Ich staunte nicht schlecht. Mir kam der Weg hierher schon gigantisch weit vor. Ich hatte keine Ahnung, dass unsere Welt so groß war.

"Kannst du etwa zeigen, wo sich dein Dorf befindet?", fragte der Alte mich.

Es brauchte kurz bis ich mich orientiert hatte, fand aber dann doch den drei gezackten Felsen, der den Eingang zu dem Tal markierte, von dem ich los gelaufen war.

Ich tippte mit dem Finger darauf. "Hier."
Nachdenklich nickten die anderen.

Seoyeon seufzte. "Es hilft nichts. Wir müssen fliegen, damit wir schnell genug sind. Ich will aber ungern, dass einer alleine fliegt... Wir sind nur zu Zehnt. Und haben neben den Elfen noch fünf Völker, die benachrichtigt werden müssen... Jimin..."
Er sah mich an. "Du wirst wohl alleine zu deinem Dorf zurück kehren müssen."

Ich sah ihn etwas geschockt an. Mir rutschte das Herz in die Hose und mir wurde wieder schlecht.

"Tut mir leid, aber wir anderen müssen zu den anderen Völkern fliegen und diese warnen, ansonsten ist dein Dorf schon von vornherein verloren. Aber...", er sah über die Schulter. Er zögerte kurz.

"... Der Tiger wird dich begleiten.", beschloss er.

Etwas geschockt sah ich über meine Schulter zu dem Tier. Das sah sowohl mich, als auch Seoyeon etwas überrascht und grimmig an, schien aber dann seinen Kopf als Bestätigung zu senken.

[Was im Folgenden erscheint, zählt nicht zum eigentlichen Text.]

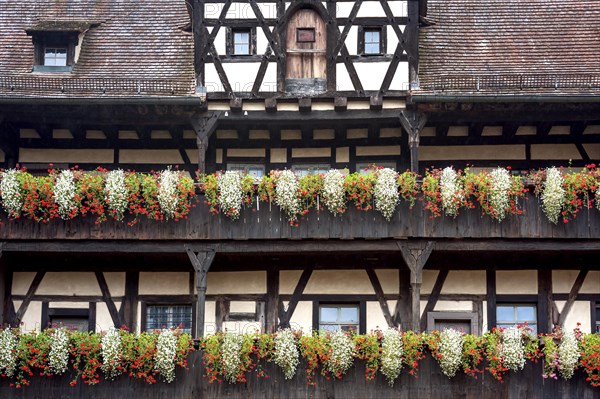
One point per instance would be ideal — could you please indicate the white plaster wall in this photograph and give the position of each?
(164, 283)
(375, 318)
(236, 283)
(339, 282)
(72, 283)
(516, 282)
(465, 282)
(580, 313)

"Dann hat jeder einen Partner. Gut. Dann packen wir Mal unsere Reisesachen. Wir können währenddessen voll abklären, wer mit wem wohin fliegt. Und je eher wir loskommen umso besser." Damit rollte er wieder die Karte zusammen und verließ mit schnellem Schritt den Raum.

Die anderen Feen folgten ihm ebenso schnell. Zurück blieben der Tiger und ich.

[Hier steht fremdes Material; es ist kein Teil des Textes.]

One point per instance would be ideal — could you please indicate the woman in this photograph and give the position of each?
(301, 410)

Ich war den Tränen nahe. Ich hatte keine Ahnung was ich tun sollte. Ich wollte mir nicht ausmalen, was passieren würde, wenn ich mit so einer Nachricht in mein Dorf kommen würde. Vor allem, da ich immer noch kein Feenhaar hatte. Und sie wollten mich ja loswerden. Ich sollte ja als Sklave im Feenreich bleiben...

Warum musste ausgerechnet ich jetzt für das Schicksal meines Dorfes verantwortlich sein?